Wiosenna temperatura zapanowała na chorwackim wybrzeżu. W piątek termometry w Splicie pokazały 17 stopni Celsjusza, a słoneczna aura zachęciła wiele osób do relaksu na plaży. Mieszkańcy obawiają się jednak, że za ciepłą zimą podąży nieznośnie upalne lato.
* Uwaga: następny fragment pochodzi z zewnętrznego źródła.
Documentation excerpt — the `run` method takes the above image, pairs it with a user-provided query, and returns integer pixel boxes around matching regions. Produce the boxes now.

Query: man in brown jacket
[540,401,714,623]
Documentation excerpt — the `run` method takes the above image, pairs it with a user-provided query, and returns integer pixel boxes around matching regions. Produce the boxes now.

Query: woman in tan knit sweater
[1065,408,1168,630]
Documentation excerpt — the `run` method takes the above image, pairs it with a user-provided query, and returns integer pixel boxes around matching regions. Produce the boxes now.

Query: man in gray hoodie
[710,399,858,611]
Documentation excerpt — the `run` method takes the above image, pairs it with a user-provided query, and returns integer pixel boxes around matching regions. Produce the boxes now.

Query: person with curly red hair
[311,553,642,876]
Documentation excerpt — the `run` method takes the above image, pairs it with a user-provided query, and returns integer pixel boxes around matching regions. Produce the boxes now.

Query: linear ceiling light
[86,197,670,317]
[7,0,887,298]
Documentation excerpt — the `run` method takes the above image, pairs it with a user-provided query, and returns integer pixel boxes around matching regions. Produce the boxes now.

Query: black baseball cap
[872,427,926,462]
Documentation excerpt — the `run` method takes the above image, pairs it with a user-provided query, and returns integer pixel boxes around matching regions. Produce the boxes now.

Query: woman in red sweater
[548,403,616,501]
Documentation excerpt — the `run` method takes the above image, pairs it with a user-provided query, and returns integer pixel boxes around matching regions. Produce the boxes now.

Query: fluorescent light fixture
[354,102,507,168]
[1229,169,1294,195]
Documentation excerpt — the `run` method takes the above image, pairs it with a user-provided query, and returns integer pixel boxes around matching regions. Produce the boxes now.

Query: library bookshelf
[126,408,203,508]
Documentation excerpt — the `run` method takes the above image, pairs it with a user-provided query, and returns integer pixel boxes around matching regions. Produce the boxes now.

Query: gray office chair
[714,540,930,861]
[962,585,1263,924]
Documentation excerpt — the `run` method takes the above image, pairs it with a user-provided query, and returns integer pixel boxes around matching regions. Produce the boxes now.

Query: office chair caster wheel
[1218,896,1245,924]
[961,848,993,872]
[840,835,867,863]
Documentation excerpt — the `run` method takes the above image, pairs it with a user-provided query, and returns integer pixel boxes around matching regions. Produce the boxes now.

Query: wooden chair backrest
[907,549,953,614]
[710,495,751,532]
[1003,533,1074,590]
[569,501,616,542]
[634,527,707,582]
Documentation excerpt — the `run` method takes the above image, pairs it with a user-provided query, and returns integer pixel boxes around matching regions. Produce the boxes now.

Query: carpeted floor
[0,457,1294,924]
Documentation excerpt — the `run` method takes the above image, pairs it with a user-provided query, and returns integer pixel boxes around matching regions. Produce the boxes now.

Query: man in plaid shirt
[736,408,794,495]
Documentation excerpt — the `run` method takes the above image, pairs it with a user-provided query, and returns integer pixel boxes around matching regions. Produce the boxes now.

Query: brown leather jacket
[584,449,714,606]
Ciepła aura zawitała nie tylko w nasze zakątki Europy. W piątek w Splicie na chorwackim wybrzeżu termometry pokazywały nawet 17 stopni Celsjusza. Jak wynika z danych z lat 1991-2018, średnia temperatura w mieście w lutym to 8,6 st. C.
Maj, nie luty
Pogodna aura udzieliła się mieszkańcom Splitu, którzy zdecydowali się na wypoczynek na plaży. Niektórzy pływali w morzu, zaś inni grali w piłkę lub relaksowali się na słońcu. Jak przekazał jeden z mieszkańców w rozmowie z agencją informacyjną Reuters, piątkowa temperatura przywodziła na myśl raczej maj niż luty.
- W ciągu ostatnich kilku dni temperatury są nieco wyższe niż zwykle - opowiadał inny mieszkaniec. - Obawiam się, że latem będzie zbyt gorąco, że będziemy mieli fale upałów. Chociaż ludzie dobrze się bawią (...) boję się, że nie będziemy już mieli zimy.
W ubiegłym roku Chorwację ogarnęła fala długotrwałych letnich upałów. Okazały się one nie tylko uciążliwe, ale również groźne dla zdrowia. Sucha, gorąca aura przyniosła również w południowej Europie zwiększone zagrożenie pożarowe.